The logical AND and OR operators are the only lazy operators in JavaScript along with the ternary conditional operator. They are tested for short-circuit evaluation using the following rules:
false && anything === false true || anything === true
This is the same way it is implemented in Haskell:
(&&) :: Bool -> Bool -> Bool False && _ = False True && x = x (||) :: Bool -> Bool -> Bool True || _ = True False || x = x
However according to MDN logical operators in JavaScript are left associative. This is counter intuitive. In my humble opinion they should be right associative. Haskell does the right thing. Logical operators in Haskell are right associative:
infixr 3 && infixr 2 ||
Consider the following expression in Haskell:
False && True && True && True
Because &&
is right associative in Haskell the above expression is equivalent to:
False && (True && (True && True))
Hence it doesn't matter what the expression (True && (True && True))

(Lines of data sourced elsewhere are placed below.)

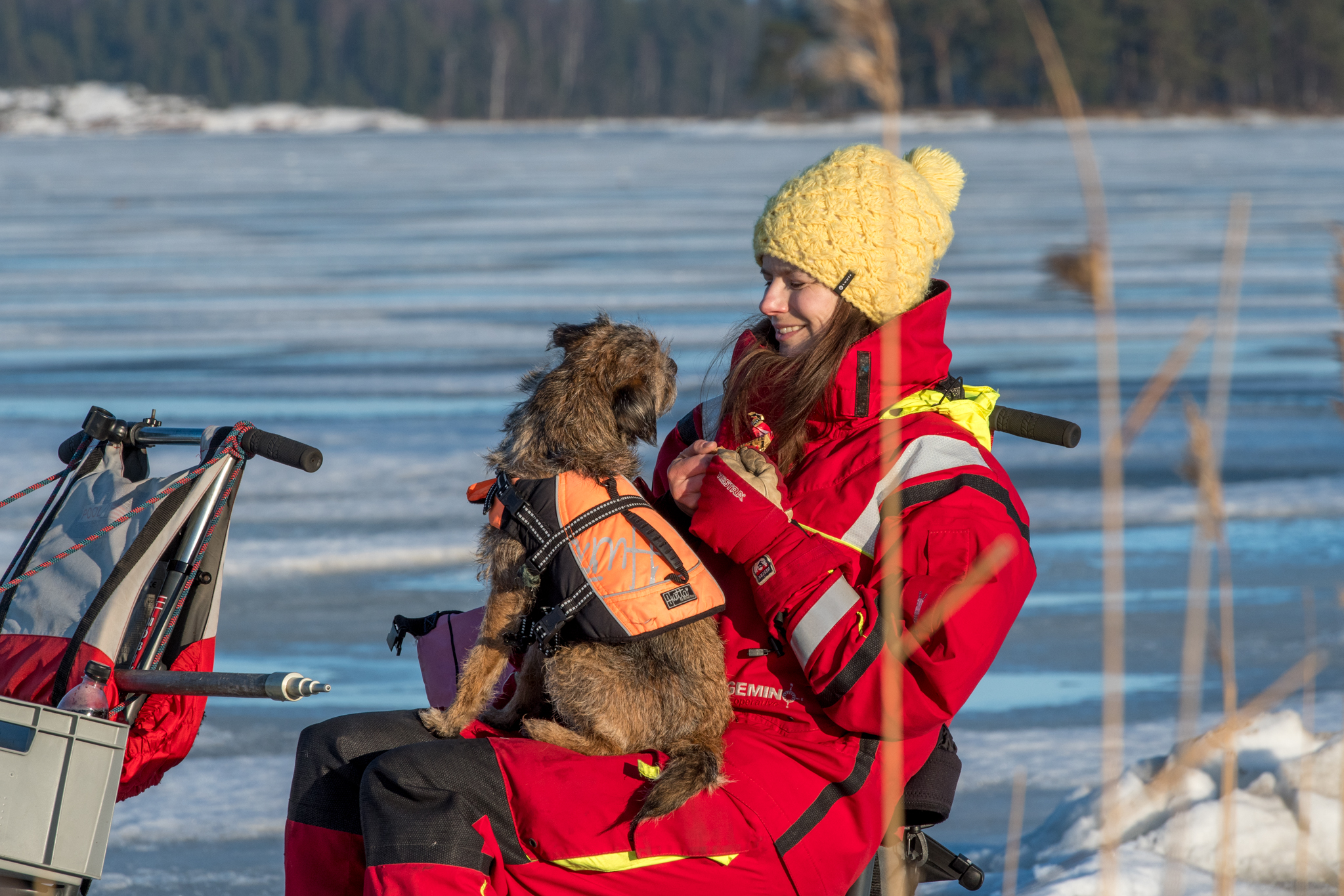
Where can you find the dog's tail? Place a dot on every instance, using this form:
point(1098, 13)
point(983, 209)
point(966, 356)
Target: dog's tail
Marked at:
point(693, 766)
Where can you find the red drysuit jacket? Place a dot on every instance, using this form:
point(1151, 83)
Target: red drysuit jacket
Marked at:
point(813, 584)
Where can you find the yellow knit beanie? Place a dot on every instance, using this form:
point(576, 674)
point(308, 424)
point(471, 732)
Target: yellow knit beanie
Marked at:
point(866, 223)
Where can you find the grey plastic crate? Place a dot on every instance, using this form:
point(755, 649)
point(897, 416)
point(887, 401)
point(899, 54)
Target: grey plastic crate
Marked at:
point(58, 785)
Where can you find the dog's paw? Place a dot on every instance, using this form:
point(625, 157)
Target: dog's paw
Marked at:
point(503, 719)
point(440, 723)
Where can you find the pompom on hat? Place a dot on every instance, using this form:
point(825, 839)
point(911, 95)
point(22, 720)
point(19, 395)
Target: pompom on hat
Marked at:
point(866, 223)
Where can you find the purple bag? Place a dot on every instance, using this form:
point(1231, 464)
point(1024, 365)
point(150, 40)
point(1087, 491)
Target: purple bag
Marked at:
point(443, 641)
point(443, 649)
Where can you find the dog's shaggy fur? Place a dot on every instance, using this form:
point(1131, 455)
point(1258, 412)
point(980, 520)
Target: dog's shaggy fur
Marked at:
point(666, 692)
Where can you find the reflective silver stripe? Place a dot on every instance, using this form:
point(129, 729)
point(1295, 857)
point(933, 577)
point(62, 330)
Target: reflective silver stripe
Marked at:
point(830, 609)
point(926, 454)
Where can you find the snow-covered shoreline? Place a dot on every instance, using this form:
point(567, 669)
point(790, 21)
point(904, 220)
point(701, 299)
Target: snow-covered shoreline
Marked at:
point(127, 109)
point(96, 108)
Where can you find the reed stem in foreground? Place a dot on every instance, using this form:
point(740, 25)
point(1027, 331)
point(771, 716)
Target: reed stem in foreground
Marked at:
point(893, 871)
point(1304, 784)
point(1109, 429)
point(1014, 848)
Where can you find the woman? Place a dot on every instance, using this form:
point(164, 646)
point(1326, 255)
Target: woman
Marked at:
point(847, 250)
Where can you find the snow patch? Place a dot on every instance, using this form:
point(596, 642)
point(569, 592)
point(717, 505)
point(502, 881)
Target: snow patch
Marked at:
point(209, 800)
point(127, 109)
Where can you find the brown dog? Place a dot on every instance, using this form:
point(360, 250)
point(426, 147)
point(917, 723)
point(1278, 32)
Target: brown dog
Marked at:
point(663, 692)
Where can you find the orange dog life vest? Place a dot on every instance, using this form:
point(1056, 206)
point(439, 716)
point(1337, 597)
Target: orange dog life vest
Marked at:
point(603, 563)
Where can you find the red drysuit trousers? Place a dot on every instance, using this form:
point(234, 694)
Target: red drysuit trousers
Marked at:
point(378, 806)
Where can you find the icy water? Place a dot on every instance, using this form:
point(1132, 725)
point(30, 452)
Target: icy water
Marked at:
point(379, 296)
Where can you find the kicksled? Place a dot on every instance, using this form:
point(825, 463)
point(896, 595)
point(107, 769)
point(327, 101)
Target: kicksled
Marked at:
point(445, 637)
point(108, 620)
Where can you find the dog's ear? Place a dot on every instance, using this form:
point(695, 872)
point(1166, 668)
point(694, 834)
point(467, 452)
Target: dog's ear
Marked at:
point(566, 335)
point(636, 413)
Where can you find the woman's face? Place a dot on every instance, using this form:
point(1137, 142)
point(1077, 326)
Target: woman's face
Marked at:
point(797, 305)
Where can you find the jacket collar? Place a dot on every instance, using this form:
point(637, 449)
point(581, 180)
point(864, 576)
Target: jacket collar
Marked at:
point(859, 390)
point(863, 387)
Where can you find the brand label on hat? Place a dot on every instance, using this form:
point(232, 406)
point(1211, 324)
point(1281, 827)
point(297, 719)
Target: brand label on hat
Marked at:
point(676, 597)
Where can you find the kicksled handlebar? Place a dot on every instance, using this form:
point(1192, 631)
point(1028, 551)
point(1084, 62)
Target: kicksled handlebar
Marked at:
point(1034, 426)
point(102, 426)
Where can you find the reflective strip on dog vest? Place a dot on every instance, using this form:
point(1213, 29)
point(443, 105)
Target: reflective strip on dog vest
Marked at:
point(831, 608)
point(924, 456)
point(608, 567)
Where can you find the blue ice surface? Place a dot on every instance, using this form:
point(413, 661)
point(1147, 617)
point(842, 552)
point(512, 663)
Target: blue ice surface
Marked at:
point(1007, 691)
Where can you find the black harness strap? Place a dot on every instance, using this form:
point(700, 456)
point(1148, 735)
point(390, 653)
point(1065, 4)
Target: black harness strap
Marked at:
point(830, 796)
point(926, 492)
point(685, 429)
point(552, 545)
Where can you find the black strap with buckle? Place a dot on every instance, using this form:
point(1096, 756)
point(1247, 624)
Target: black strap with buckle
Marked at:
point(544, 625)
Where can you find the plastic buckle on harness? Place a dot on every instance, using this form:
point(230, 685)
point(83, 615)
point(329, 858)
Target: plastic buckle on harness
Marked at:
point(952, 387)
point(530, 576)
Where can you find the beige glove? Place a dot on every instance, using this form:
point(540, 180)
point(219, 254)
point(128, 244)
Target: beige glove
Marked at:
point(757, 472)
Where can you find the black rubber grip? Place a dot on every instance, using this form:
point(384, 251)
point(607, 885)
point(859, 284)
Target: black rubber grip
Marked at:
point(68, 448)
point(1035, 426)
point(288, 452)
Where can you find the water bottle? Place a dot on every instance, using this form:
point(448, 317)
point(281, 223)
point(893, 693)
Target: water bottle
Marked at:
point(89, 698)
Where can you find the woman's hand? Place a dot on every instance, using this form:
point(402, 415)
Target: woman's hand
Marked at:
point(687, 472)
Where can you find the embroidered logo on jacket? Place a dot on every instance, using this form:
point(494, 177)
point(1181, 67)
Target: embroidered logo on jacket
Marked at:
point(762, 568)
point(676, 597)
point(747, 689)
point(734, 490)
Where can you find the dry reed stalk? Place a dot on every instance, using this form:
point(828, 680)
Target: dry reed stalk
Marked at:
point(1014, 848)
point(1112, 453)
point(1340, 598)
point(1304, 784)
point(1199, 750)
point(893, 871)
point(1337, 228)
point(1225, 875)
point(866, 51)
point(1225, 328)
point(1196, 618)
point(1218, 402)
point(1155, 390)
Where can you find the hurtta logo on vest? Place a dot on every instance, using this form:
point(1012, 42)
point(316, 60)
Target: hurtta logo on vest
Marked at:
point(676, 597)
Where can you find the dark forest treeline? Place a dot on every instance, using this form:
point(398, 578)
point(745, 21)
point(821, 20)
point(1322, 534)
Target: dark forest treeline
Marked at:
point(563, 58)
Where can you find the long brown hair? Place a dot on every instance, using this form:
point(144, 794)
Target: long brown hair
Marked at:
point(787, 390)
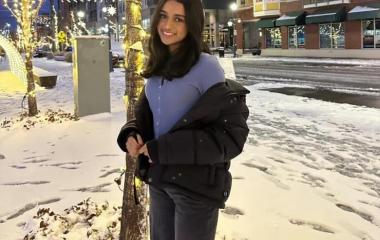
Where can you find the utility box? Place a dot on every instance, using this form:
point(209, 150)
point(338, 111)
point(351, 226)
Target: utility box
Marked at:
point(91, 75)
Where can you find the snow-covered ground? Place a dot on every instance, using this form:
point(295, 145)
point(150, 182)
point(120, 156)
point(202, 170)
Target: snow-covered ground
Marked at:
point(310, 169)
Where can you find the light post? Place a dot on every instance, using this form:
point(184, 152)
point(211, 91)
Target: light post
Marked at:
point(232, 23)
point(108, 12)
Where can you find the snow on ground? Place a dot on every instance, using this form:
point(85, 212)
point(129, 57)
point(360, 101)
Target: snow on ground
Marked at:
point(310, 169)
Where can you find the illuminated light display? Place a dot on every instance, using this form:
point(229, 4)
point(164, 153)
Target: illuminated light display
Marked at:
point(16, 63)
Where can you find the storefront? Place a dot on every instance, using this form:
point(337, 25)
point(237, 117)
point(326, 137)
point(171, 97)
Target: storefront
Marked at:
point(326, 32)
point(369, 19)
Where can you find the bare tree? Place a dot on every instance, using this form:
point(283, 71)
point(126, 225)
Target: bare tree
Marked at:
point(133, 222)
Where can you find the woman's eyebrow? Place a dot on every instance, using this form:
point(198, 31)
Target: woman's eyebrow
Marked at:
point(177, 15)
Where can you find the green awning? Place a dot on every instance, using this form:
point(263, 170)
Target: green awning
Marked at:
point(369, 11)
point(292, 18)
point(326, 16)
point(266, 23)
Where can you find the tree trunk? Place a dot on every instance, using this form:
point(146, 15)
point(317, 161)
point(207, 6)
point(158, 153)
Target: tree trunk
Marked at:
point(133, 221)
point(32, 101)
point(28, 43)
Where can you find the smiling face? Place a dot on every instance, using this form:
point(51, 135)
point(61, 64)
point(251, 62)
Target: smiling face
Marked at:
point(172, 26)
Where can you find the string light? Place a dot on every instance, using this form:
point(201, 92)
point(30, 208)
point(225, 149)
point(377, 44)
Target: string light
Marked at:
point(16, 63)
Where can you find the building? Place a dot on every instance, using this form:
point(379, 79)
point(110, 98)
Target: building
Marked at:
point(312, 28)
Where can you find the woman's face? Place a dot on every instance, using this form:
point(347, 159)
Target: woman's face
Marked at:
point(172, 26)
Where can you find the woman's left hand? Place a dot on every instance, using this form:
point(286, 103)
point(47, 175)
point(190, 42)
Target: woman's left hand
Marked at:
point(144, 150)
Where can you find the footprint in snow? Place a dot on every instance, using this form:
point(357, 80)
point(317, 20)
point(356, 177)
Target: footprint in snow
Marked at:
point(315, 226)
point(232, 212)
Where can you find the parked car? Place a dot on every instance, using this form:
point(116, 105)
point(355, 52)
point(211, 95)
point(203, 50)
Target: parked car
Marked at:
point(256, 51)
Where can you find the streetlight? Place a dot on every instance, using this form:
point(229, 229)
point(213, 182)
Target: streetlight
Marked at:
point(80, 14)
point(109, 12)
point(232, 23)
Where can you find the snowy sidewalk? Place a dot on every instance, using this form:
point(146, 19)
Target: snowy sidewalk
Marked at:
point(310, 169)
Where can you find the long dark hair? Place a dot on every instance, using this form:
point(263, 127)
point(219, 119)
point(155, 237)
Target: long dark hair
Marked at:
point(173, 65)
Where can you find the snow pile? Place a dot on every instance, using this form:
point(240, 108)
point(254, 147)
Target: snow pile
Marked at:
point(50, 116)
point(86, 220)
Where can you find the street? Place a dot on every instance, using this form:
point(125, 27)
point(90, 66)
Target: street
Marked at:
point(337, 74)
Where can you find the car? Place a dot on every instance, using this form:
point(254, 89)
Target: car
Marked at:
point(256, 51)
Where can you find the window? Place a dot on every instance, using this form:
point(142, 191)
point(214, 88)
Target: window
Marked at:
point(331, 35)
point(296, 36)
point(371, 33)
point(273, 37)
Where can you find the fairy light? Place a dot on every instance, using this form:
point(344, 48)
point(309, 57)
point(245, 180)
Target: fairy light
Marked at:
point(16, 63)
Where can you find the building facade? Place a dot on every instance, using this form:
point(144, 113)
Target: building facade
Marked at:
point(312, 28)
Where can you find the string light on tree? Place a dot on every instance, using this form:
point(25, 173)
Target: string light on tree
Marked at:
point(26, 12)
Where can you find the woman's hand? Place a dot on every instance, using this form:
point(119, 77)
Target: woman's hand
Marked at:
point(144, 150)
point(133, 145)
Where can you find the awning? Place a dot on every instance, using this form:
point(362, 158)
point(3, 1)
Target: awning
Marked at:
point(266, 23)
point(292, 18)
point(364, 12)
point(326, 16)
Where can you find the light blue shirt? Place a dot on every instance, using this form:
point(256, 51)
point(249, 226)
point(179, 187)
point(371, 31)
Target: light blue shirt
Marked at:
point(173, 99)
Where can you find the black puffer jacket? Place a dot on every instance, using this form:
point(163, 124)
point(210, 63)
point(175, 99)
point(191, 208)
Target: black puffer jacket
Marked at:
point(195, 154)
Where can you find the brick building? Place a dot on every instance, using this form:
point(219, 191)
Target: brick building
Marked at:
point(316, 28)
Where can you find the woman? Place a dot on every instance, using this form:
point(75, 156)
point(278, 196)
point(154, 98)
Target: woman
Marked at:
point(189, 124)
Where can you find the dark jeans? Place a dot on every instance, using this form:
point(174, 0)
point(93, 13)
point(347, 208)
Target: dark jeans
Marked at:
point(176, 216)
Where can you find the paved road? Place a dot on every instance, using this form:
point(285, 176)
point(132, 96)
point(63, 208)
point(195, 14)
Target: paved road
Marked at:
point(331, 75)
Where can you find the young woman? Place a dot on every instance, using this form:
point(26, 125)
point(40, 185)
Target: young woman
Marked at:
point(189, 124)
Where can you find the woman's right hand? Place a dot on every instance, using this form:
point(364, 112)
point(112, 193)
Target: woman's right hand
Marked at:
point(134, 144)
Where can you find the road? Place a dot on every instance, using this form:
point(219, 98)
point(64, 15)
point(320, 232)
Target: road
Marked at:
point(327, 75)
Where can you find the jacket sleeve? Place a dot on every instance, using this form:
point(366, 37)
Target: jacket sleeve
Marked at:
point(135, 126)
point(216, 142)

evaluates to. Because of the first False
the entire expression is reduced to False
in a single step.
Now consider what would happen if &&
was left associative. The expression would be equivalent to:
((False && True) && True) && True
It would now take 3 reductions to evaluate the entire expression:
((False && True) && True) && True (False && True) && True False && True False
As you can see it makes more sense for logical operators to be right associative. This brings me to my actual question:
Why are logical operators in JavaScript left associative? What does the ECMAScript specification have to say about this? Are logical operators in JavaScript actually right associative? Does the MDN docs have incorrect information about the associativity of logical operators?
Edit: According to the specification logical operators are left associative:
LogicalANDExpression = BitwiseORExpression | LogicalANDExpression && BitwiseORExpression LogicalORExpression = LogicalANDExpression | LogicalORExpression || LogicalANDExpression
The grammar in the specification defines the logical operators as left associative.
The answer of this question is Associativity, and logical operators, which have the same Precedence in a single expression or say when two or more operators (such as (&&) and (&&)) with the same precedence can be applied to the same operand, the left to right associativity will cause the left-most operator to be ...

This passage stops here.